The collection, personally curated by the Bulgarian culture minister, is indeed a motley assemblage of paintings and sculpture, some of them mere propaganda, but others created by Bulgarian artists who had established themselves independently of the regime. Rashidov indicates that one principle he applied in curating the exhibition was the artistic merit of the individual pieces. Some of these pieces, he says, show "great art and talent." Referring to a portrait of Todor Zhivkov painted by Zlatyu Boyadzhiev, one of Bulgaria's foremost 20th Century artists, Rashidov adds the names of Nayden Petkov, Professor Poplilov, and his personal favourites Ivan Neshev and Velichko Minekov.
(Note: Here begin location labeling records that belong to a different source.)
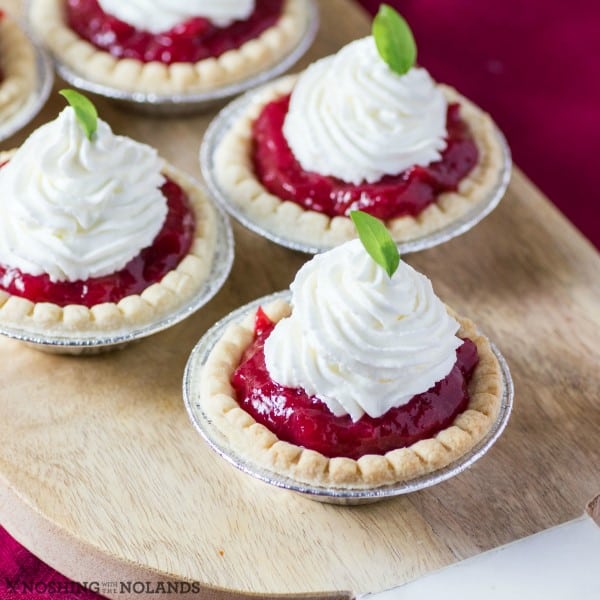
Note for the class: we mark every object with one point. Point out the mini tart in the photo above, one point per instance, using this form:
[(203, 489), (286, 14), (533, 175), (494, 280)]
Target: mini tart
[(235, 175), (155, 302), (255, 442), (17, 68), (131, 75)]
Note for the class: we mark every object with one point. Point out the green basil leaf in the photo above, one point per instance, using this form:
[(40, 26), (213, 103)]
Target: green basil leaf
[(394, 40), (85, 111), (377, 241)]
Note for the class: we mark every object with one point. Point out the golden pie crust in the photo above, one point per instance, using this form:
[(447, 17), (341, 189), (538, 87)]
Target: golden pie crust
[(131, 75), (235, 174), (255, 442), (17, 68), (157, 300)]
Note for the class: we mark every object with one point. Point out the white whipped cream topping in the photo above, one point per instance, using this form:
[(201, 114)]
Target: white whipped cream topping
[(77, 209), (158, 16), (358, 340), (353, 118)]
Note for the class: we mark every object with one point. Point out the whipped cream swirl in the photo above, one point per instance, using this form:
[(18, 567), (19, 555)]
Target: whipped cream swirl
[(353, 118), (75, 208), (158, 16), (358, 340)]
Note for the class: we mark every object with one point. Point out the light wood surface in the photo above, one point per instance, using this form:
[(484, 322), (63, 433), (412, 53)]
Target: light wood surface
[(102, 475)]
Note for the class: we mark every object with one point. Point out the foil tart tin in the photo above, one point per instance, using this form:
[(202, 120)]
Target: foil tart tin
[(37, 99), (343, 496), (96, 342), (230, 114), (187, 103)]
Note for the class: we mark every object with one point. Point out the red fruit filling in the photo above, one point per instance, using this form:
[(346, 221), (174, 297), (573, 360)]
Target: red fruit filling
[(191, 41), (170, 246), (300, 419), (392, 196)]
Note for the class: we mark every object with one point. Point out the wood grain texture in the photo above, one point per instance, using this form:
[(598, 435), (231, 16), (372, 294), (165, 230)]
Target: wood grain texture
[(102, 475)]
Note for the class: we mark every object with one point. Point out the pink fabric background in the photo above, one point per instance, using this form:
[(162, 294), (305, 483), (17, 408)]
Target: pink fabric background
[(534, 66)]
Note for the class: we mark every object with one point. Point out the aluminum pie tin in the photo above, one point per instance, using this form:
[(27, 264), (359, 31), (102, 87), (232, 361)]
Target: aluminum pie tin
[(186, 103), (36, 100), (229, 115), (344, 496), (95, 342)]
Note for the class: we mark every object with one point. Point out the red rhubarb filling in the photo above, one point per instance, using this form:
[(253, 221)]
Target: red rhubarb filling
[(392, 196), (194, 40), (170, 246), (300, 419)]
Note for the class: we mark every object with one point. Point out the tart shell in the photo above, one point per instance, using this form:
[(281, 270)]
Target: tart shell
[(131, 75), (17, 67), (255, 441), (234, 174), (175, 289)]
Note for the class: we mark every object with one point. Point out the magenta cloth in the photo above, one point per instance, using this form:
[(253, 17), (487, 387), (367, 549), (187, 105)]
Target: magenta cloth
[(533, 66), (21, 572)]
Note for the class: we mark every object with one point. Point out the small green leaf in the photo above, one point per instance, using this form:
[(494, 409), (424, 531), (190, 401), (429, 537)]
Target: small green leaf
[(85, 111), (377, 241), (394, 40)]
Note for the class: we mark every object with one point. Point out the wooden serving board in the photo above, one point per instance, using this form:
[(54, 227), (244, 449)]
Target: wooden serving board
[(103, 477)]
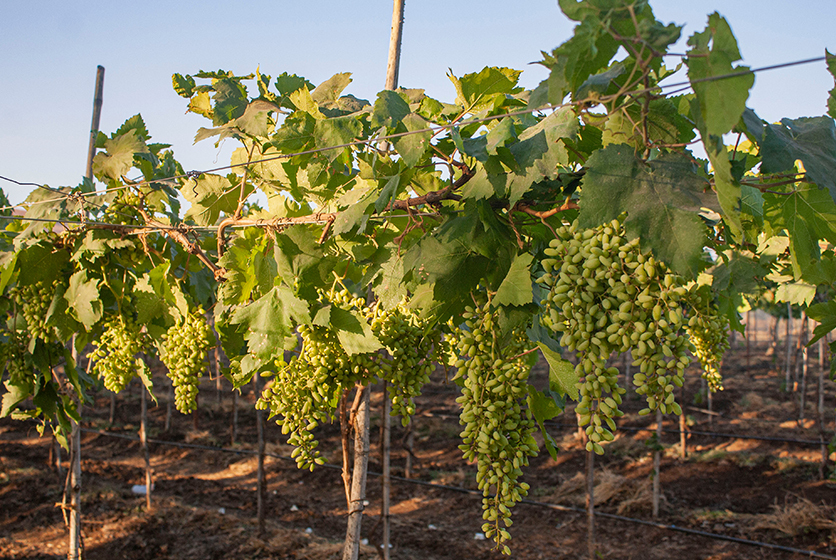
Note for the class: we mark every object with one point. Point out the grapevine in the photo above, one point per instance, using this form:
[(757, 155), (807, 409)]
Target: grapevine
[(411, 347), (498, 432), (306, 391), (184, 350), (606, 296), (709, 332), (115, 357), (34, 300)]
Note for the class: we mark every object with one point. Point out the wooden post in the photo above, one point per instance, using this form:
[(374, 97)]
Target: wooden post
[(75, 545), (94, 125), (590, 505), (143, 442), (749, 333), (392, 70), (820, 410), (169, 405), (683, 452), (261, 482), (789, 349), (803, 340), (410, 444), (234, 416), (386, 479), (358, 477), (394, 62), (657, 464)]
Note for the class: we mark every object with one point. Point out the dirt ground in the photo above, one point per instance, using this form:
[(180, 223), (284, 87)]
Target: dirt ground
[(204, 501)]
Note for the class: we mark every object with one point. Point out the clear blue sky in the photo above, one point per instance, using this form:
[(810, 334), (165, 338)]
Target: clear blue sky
[(50, 50)]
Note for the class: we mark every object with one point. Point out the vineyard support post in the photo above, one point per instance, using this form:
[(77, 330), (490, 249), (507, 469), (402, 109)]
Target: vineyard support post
[(657, 465), (261, 483), (234, 435), (168, 405), (358, 478), (820, 410), (392, 70), (410, 444), (386, 481), (683, 451), (143, 442), (803, 340), (789, 348), (590, 504)]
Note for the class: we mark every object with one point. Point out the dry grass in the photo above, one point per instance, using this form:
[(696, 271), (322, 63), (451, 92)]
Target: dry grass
[(793, 519)]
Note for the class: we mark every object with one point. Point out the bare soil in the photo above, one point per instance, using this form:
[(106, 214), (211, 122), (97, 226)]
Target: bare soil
[(204, 501)]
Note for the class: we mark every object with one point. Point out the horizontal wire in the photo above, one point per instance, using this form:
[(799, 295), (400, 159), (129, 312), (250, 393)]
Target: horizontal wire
[(432, 129), (557, 507)]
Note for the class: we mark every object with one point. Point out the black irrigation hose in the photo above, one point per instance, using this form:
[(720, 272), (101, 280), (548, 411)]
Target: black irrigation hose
[(557, 507)]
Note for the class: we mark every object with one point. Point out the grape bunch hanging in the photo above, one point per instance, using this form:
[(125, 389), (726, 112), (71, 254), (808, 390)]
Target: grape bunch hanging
[(184, 349), (115, 355), (498, 429), (606, 296)]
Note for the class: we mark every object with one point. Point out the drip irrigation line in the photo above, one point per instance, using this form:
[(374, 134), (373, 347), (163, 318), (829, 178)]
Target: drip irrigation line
[(437, 128), (556, 507), (665, 430)]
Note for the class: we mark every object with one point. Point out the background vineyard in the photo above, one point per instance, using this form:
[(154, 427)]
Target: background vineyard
[(745, 488)]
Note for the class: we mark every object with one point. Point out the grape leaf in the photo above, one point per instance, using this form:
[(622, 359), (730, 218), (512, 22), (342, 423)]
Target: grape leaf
[(82, 296), (831, 99), (562, 376), (810, 139), (413, 146), (808, 214), (390, 108), (516, 287), (661, 197), (354, 333), (721, 101), (270, 319)]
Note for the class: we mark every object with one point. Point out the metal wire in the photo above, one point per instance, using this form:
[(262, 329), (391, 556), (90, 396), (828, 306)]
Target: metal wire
[(432, 129)]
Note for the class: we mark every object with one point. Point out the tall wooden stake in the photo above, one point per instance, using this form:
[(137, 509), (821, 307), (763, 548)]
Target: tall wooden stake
[(657, 465), (803, 392), (358, 478), (820, 410), (385, 448), (261, 482), (392, 70), (75, 544), (143, 442), (787, 387), (590, 504)]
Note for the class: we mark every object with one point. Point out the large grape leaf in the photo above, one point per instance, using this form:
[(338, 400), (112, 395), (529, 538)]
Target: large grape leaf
[(210, 195), (662, 199), (831, 99), (516, 287), (270, 319), (353, 331), (810, 139), (723, 100), (808, 214), (83, 299)]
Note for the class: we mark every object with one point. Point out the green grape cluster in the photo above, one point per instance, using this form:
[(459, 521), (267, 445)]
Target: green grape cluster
[(115, 355), (709, 332), (14, 356), (606, 296), (411, 346), (34, 300), (123, 211), (498, 431), (184, 349), (306, 391)]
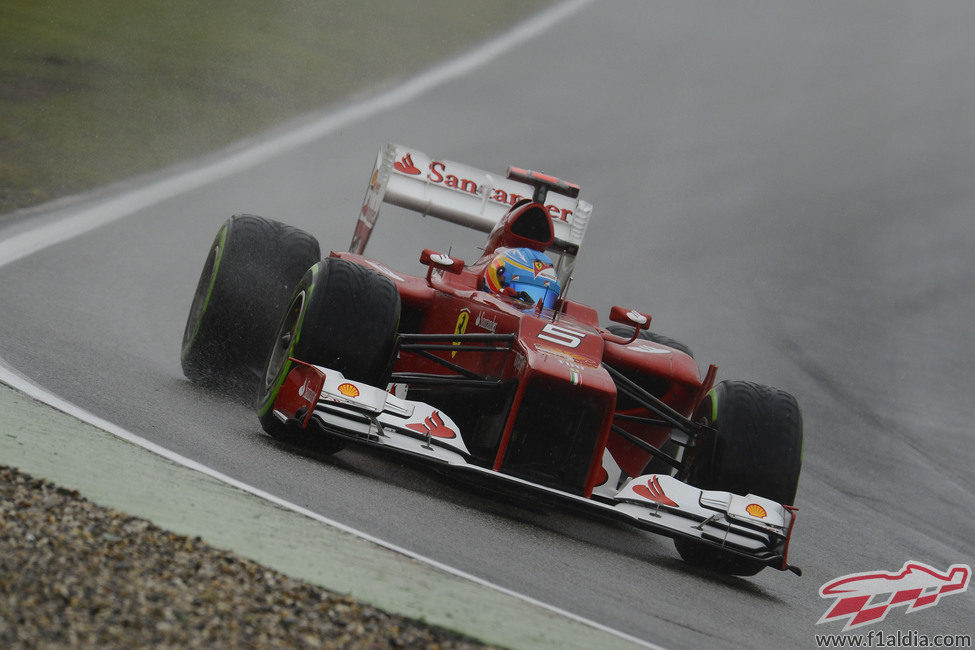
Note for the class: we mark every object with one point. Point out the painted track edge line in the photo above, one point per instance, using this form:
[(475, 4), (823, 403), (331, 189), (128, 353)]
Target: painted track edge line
[(14, 379), (113, 209)]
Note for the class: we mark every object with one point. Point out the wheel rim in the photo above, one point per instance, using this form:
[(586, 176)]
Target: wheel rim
[(284, 342)]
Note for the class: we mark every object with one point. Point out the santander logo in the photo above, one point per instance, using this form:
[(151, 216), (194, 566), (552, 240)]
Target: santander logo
[(406, 166), (439, 174), (866, 598)]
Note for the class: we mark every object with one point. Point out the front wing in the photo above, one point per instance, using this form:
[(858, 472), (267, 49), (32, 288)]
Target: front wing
[(749, 526)]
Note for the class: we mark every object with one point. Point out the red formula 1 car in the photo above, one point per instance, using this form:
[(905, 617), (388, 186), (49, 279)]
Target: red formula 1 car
[(489, 370)]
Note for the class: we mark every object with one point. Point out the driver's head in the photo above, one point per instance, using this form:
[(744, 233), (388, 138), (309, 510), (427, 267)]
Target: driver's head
[(525, 274)]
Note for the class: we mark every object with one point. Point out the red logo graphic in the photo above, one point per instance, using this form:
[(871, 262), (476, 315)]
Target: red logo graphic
[(434, 426), (865, 598), (654, 492), (406, 165)]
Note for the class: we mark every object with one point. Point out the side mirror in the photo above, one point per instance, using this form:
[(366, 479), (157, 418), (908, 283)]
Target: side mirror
[(432, 259)]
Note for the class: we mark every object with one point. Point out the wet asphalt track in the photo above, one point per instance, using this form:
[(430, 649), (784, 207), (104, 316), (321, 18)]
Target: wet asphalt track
[(787, 188)]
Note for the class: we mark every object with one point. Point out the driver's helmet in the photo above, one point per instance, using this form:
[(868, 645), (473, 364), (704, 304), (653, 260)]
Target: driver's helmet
[(525, 274)]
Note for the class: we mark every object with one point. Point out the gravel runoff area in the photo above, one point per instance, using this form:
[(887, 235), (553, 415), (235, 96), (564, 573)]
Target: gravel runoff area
[(74, 574)]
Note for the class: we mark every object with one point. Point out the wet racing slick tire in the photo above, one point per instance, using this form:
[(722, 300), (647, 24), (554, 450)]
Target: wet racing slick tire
[(757, 450), (247, 278), (342, 316)]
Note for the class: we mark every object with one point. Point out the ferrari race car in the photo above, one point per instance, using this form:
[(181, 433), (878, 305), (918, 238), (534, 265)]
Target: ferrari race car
[(490, 371)]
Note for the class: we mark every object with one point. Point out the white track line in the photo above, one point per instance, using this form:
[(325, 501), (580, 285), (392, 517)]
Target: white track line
[(14, 379), (32, 241)]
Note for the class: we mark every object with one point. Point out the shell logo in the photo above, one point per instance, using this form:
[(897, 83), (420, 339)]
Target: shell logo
[(349, 390), (756, 510)]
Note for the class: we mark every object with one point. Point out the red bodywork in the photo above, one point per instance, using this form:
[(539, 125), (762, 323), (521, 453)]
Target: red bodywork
[(549, 419)]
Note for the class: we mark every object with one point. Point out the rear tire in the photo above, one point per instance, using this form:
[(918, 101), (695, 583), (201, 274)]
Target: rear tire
[(757, 449), (248, 275), (342, 316)]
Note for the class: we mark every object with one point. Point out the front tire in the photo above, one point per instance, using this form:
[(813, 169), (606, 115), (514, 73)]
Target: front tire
[(757, 449), (341, 316), (248, 275)]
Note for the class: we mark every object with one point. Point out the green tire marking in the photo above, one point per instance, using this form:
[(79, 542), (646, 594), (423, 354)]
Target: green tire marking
[(272, 394), (221, 241)]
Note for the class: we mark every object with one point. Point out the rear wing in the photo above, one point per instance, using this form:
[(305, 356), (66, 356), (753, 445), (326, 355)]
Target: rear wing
[(468, 196)]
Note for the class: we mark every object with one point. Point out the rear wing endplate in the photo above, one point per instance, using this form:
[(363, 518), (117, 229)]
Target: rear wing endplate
[(463, 195)]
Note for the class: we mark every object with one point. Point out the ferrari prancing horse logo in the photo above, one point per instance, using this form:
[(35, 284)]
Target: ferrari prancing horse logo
[(463, 318)]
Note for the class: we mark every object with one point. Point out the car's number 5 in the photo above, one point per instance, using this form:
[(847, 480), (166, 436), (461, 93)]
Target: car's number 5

However, critics assert that mixing very varied works, some made by unabashed collaborators with the regime, and labelling them "art" in some way legitimises Communist propaganda over two decades after Communism collapsed. Some were done as one-off commissions for the money or because their artists were forced to comply. Instead of clearly stating what is good and what is bad, such a collection will further obfuscate the boundaries between Communism and democracy and will revamp Ostalgia, one critic said, adding it would be like having a show of Nazi art in Berlin solely to admire its "artistic qualities."
If art reflects reality, which it was supposed to do under Communism, wandering through the halls of Vezhdi Rashidov's new museum evokes an eerie feeling of the sort of "lukewarm" averageness which characterised the Bulgarian Socialist system as a whole. In Sofia you will not be able to see anything on a very grand scale, such as the monuments in Volgograd or Warsaw, nor anything particularly striking, such as those displayed in the Budapest sculpture park. Just as Socialist Bulgaria manufactured semiconductors and apricot jam that were neither very bad nor very good, the Bulgarian art scene at the time produced no one to compare to El Lissitzky or Alexandr Rodchenko. Therefore, if seen in the proper context, the new Museum of Socialist Art will explain why post-Communist Bulgaria has no Komar and Melamid or Art Spiegelman.